National guard Holmes County Ohio federal government College Hill Eric Department of Health Dr Andy Thomas Dark county Ohio National Guard Winfield News Commissioner Mike Crabtree Governor DeWine Board of Education Kiefer Department of health workers CYO Fizer Walgreen
"dr. andy thomas" Discussed on WTVN

WTVN

01:43 min | 2 years ago

"dr. andy thomas" Discussed on WTVN

"Let's get the big story with Jack crumbling. Thank you. Blazer. Medical experts are continuing their warnings about coronavirus overwhelming the hospital system. The realities. Hospitals are making difficult decisions about the Laing care maybe non emergent non urgent care, But it's scary that might make someone after a surgery end up in the ice you a lot of hospitals or delaying those surgeries because they can't afford to have their eyes should be overtaxed. Dr. Andy Thomas with OS use Wexner Medical Center. In a briefing this afternoon, Governor DeWine also spoke with several nurses who talked about what they've been seeing. We've had the work to triage our beds to make space for the patients on break sure that we have enough room for them and Includes medical surgical and I see you, but, um Really a hard thing to watch.
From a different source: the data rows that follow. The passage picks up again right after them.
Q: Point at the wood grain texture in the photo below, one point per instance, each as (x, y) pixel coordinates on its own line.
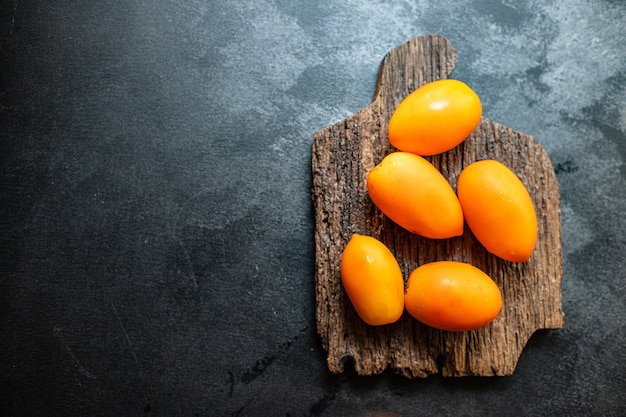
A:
(342, 156)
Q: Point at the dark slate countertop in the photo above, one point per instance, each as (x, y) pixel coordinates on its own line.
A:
(156, 225)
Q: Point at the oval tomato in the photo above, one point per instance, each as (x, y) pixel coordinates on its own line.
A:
(498, 210)
(435, 118)
(373, 280)
(452, 296)
(411, 192)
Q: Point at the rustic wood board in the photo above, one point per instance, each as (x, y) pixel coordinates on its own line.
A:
(342, 156)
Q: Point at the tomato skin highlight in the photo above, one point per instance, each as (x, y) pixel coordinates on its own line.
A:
(415, 195)
(452, 296)
(373, 280)
(435, 118)
(498, 210)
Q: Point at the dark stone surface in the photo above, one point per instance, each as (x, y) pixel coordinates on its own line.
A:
(156, 232)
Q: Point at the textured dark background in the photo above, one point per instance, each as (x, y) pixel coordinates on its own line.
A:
(156, 223)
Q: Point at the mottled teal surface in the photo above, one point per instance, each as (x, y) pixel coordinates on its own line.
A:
(156, 225)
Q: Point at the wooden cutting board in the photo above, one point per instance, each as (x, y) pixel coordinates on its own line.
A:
(344, 153)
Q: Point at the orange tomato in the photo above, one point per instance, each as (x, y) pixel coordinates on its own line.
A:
(452, 296)
(498, 210)
(373, 280)
(435, 118)
(411, 192)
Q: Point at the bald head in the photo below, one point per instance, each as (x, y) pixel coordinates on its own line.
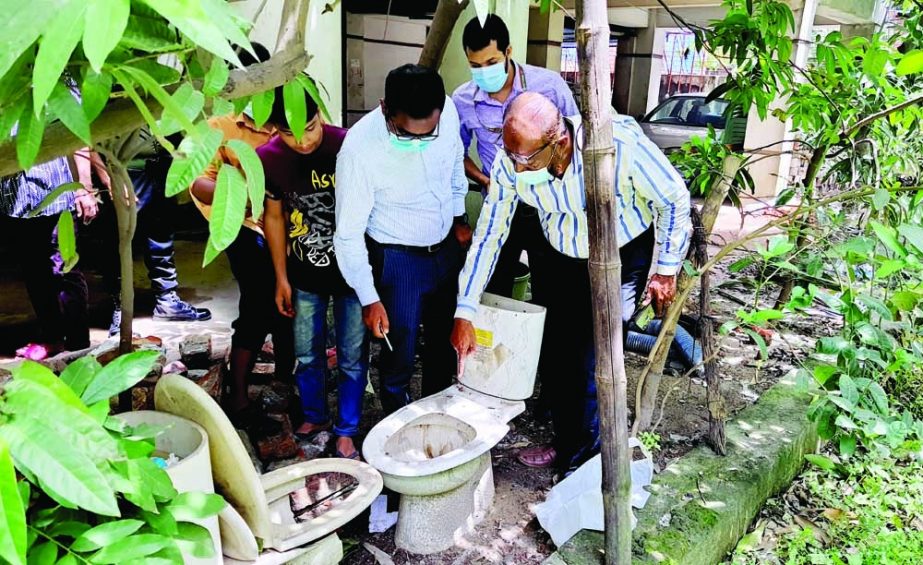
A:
(531, 118)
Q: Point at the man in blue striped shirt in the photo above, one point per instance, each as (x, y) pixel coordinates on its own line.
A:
(542, 167)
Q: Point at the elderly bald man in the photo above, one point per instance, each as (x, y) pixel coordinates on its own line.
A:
(542, 166)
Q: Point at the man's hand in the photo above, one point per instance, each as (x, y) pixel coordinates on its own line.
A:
(375, 319)
(463, 339)
(662, 290)
(463, 234)
(87, 207)
(284, 298)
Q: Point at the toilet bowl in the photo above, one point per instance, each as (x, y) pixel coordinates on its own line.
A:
(435, 452)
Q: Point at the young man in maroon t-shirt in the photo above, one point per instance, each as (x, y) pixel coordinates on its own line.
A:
(299, 223)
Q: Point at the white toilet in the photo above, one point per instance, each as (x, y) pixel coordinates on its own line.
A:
(436, 452)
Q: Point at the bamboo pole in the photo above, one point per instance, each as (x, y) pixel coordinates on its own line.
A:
(605, 276)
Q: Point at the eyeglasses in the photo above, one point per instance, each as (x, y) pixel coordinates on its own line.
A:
(404, 135)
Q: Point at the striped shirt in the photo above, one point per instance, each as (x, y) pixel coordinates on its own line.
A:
(647, 188)
(393, 196)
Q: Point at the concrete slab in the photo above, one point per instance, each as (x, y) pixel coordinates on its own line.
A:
(703, 503)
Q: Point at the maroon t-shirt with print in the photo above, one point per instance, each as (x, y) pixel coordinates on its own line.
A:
(305, 184)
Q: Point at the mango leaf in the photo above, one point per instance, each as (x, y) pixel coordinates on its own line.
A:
(54, 50)
(105, 23)
(12, 512)
(188, 506)
(58, 466)
(262, 106)
(106, 534)
(848, 389)
(66, 108)
(195, 540)
(119, 375)
(228, 207)
(79, 373)
(129, 548)
(253, 169)
(913, 234)
(295, 108)
(888, 236)
(29, 135)
(190, 101)
(310, 87)
(95, 91)
(216, 77)
(195, 22)
(911, 63)
(196, 152)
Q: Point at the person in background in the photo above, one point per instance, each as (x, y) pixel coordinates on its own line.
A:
(58, 295)
(299, 224)
(401, 226)
(542, 167)
(496, 80)
(251, 265)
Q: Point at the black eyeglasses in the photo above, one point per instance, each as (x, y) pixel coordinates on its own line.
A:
(404, 135)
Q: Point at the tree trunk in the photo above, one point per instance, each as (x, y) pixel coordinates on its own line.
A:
(447, 13)
(605, 276)
(649, 382)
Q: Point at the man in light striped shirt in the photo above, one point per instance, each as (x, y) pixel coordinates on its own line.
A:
(542, 167)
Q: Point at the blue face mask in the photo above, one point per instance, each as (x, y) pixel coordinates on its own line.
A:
(408, 145)
(490, 78)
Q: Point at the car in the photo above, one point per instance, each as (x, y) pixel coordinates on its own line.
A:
(678, 118)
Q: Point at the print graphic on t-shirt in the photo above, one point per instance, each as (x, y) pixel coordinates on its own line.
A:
(311, 231)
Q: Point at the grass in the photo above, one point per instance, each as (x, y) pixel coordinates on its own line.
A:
(872, 514)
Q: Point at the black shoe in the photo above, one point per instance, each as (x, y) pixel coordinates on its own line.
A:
(172, 308)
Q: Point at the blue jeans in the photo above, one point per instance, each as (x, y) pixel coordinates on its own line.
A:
(311, 358)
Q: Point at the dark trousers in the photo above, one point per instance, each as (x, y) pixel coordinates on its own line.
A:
(416, 287)
(154, 232)
(568, 363)
(257, 314)
(58, 298)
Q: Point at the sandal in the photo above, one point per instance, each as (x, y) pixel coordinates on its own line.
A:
(538, 457)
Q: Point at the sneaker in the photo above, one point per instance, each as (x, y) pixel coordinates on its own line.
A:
(172, 308)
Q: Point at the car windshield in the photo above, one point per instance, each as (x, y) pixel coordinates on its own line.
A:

Stacy Morris Works at Akron General New cases in Ohio were under the three week average today, but new hospitalizations in the last 24 hours again or above average over 5000 hospital patients have tested positive for covert 19 quarter of Ohio's total ICU beds are occupied by a covert 19 positive patient. AMC theaters announcing its Lennox Town center, Cineplex has permanently closed no official reason given but theaters or an industry that have been hit particularly hard in the pandemic. Southern Ohio leader is dealing with Cove it CYO to County Commissioner Mike Crabtree is in the hospital commissioners shared the news of his condition online over the weekend with a Facebook page asking people to pray for Crabtree, saying he's fighting for his life. Senator DeWine in today's briefing, also called for people to pray for Crabtree and all those in the hospital dealing with covert 19 Road crews say they're ready for central Ohio to see.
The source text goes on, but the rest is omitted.